Из Касселя мы отправились в Сент-Омер, где я, как и в прошлый раз, нашел оживленную картину британского лагеря. Нас привели фельдмаршал Френч и принц Уэльский, свежее юное лицо принца сияло среди английских мундиров. По предложению французского командования и по постановлению правительства я вручил звезду ордена Почетного легиона двум генералам Френча, отличившимся в последних боях, – Смиту Дарриену и сэру Дугласу Хейгу. Мне особенно указывали на военные достоинства этого последнего. Шотландец по происхождению, высокого роста, статный, с располагающим лицом, он довольно бегло говорит по-французски и прекрасно понимает необходимость тесной связи между союзными армиями. Что касается Френча, то он говорит мне, что с нетерпением ожидает подкреплений, обещанных ему Китченером, он боится, что министр не пошлет их в указанные сроки. Кроме того, он опасается, что английское правительство помышляет о диверсии в Сербии в ближайшее время, об этой операции, которая произошла бы вдали от него, он отзывается столь же отрицательно, как Жоффр.

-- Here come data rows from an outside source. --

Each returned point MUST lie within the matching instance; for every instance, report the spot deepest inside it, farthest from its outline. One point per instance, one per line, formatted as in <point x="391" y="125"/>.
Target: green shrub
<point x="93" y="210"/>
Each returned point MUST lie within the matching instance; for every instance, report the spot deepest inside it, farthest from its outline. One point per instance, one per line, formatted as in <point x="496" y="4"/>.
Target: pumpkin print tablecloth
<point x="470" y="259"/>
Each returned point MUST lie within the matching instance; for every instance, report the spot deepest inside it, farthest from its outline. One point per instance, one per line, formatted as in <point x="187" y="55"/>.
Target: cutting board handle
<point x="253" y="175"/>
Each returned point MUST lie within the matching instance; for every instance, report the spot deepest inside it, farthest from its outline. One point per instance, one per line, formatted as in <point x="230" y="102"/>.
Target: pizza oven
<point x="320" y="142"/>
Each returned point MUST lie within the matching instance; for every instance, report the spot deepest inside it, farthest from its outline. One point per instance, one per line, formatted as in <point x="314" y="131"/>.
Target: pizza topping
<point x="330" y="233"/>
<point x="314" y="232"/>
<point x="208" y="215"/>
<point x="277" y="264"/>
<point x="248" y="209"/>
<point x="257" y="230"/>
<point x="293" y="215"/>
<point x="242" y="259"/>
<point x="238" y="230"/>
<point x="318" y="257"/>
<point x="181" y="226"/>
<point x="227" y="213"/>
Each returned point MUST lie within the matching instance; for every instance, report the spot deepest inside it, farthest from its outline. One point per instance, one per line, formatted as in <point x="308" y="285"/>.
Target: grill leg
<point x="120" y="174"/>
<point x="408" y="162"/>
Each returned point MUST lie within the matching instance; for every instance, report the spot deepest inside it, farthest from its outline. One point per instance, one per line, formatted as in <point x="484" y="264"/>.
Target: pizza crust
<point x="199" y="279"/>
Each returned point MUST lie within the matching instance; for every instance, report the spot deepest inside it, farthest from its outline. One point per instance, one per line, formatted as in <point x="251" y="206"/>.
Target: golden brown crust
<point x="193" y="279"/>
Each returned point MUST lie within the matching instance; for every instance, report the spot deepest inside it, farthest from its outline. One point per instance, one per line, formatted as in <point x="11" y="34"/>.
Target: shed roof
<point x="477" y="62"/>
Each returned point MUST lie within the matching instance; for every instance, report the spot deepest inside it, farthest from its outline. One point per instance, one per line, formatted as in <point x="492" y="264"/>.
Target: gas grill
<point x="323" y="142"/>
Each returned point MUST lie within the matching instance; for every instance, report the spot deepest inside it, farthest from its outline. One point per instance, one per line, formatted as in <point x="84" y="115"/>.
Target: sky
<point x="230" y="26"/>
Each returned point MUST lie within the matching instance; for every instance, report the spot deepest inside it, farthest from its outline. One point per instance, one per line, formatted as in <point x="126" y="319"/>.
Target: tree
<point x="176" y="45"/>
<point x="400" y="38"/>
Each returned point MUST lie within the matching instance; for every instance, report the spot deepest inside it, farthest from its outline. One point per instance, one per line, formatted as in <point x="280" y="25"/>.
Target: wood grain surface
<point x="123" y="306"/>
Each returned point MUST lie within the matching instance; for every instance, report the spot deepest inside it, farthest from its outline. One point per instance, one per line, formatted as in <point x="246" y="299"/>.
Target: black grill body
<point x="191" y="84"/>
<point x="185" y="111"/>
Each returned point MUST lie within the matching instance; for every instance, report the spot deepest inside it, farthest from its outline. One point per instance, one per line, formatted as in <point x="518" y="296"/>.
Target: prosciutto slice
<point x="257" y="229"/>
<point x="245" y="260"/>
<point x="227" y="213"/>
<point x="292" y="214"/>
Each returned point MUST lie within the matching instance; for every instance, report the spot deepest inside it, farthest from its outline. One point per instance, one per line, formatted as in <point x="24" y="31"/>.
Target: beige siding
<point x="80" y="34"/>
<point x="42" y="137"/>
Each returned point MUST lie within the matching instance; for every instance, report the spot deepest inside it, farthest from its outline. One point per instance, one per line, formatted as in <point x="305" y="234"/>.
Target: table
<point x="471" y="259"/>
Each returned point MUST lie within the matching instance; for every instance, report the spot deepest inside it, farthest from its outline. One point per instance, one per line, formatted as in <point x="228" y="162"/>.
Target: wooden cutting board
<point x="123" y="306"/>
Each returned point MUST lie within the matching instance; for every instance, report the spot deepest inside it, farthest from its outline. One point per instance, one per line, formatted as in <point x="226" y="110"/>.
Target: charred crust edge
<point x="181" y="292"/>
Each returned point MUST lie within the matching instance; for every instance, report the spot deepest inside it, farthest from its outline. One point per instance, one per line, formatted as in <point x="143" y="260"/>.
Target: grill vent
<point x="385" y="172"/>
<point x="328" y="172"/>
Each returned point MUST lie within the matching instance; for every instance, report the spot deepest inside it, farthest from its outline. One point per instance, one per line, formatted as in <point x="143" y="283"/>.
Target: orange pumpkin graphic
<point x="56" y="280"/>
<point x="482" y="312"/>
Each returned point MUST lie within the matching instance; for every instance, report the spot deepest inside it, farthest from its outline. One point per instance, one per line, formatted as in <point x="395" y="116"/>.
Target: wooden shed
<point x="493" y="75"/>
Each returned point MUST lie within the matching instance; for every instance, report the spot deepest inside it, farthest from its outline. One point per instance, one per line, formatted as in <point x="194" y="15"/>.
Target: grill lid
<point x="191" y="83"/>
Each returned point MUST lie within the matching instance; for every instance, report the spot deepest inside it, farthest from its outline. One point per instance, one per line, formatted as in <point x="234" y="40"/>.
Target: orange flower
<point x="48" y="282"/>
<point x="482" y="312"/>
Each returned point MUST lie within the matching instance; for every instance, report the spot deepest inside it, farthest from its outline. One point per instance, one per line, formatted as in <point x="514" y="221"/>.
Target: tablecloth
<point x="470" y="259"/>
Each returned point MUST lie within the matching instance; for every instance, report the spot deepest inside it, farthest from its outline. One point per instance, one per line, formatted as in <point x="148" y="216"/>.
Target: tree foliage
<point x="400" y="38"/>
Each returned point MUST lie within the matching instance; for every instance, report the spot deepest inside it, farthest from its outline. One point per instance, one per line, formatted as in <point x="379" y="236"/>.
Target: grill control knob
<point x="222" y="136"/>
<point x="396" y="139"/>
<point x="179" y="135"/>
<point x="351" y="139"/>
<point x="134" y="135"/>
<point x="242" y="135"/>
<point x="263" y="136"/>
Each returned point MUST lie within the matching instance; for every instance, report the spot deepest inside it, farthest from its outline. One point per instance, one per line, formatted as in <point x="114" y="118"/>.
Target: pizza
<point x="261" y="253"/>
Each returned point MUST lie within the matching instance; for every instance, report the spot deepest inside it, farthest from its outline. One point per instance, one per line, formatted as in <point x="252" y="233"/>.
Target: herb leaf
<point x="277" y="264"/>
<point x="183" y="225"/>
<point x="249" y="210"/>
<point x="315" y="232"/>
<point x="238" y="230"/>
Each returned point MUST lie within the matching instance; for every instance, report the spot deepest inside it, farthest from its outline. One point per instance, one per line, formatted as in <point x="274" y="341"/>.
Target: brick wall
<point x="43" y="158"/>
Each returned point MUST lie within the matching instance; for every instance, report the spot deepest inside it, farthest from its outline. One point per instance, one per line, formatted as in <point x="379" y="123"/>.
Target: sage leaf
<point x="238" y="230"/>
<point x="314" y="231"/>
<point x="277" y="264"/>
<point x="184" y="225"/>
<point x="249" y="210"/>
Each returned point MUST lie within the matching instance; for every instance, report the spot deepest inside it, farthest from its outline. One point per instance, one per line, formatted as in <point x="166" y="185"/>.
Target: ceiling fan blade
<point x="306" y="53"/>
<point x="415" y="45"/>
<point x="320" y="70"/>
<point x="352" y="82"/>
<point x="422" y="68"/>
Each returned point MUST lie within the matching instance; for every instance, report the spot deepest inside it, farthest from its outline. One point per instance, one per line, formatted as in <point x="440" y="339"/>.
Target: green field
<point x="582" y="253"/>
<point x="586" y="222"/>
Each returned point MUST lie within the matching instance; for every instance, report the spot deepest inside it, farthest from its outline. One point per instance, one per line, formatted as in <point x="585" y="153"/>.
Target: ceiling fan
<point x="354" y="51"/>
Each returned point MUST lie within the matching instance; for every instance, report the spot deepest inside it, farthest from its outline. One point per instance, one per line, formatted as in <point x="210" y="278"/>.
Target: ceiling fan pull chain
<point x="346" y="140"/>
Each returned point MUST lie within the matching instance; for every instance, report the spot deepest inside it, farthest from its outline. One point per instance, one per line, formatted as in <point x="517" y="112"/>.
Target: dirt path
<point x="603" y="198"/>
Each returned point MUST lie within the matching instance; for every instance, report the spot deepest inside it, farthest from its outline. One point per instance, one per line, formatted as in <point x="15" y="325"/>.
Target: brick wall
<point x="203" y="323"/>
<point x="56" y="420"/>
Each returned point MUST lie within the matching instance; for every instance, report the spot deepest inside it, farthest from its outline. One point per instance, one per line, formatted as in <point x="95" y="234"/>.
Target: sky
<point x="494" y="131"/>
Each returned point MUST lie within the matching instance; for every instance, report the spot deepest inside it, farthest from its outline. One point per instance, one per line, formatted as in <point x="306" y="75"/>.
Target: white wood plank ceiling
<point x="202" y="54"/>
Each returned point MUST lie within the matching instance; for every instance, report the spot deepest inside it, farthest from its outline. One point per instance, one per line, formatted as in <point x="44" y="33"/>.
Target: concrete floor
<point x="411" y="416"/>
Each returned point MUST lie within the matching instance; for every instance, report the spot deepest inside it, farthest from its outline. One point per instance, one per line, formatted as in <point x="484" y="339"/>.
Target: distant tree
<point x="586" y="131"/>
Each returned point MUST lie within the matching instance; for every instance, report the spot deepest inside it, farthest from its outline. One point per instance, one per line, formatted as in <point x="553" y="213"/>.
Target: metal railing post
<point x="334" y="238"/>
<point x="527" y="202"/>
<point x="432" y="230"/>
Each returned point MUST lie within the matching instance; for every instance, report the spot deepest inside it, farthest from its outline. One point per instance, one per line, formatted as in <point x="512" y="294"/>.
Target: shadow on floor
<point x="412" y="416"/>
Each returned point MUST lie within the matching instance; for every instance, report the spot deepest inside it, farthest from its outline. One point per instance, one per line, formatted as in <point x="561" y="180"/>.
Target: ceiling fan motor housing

Осушив с фельдмаршалом обязательный бокал шампанского, мы отправляемся в Газебрук, где нас ожидает окруженный своими согражданами мэр и депутат города аббат Лемир, столь любимый и уважаемый всеми знающими его. Он собрал в ратуше муниципальных советников, чиновников, английские и французские военные власти, учителей, жандармерию – кого еще? – женщин, детей, стариков, одним словом, всех жителей, не находящихся на фронте. С колокольни церкви Сент-Элуа несется трезвон. Я вручил аббату пожертвование для бедных. Выслушиваю небольшую патриотическую речь, с которой он обращается ко мне, отвечаю на нее, все это на полчаса. Тем временем толпа запрудила площадь. При выходе меня окружают и приветствуют, как спасителя, и передо мной ярче, чем когда-либо, встает сознание долга быть стойким и твердым до конца, долга, который налагает на меня это доверие народа.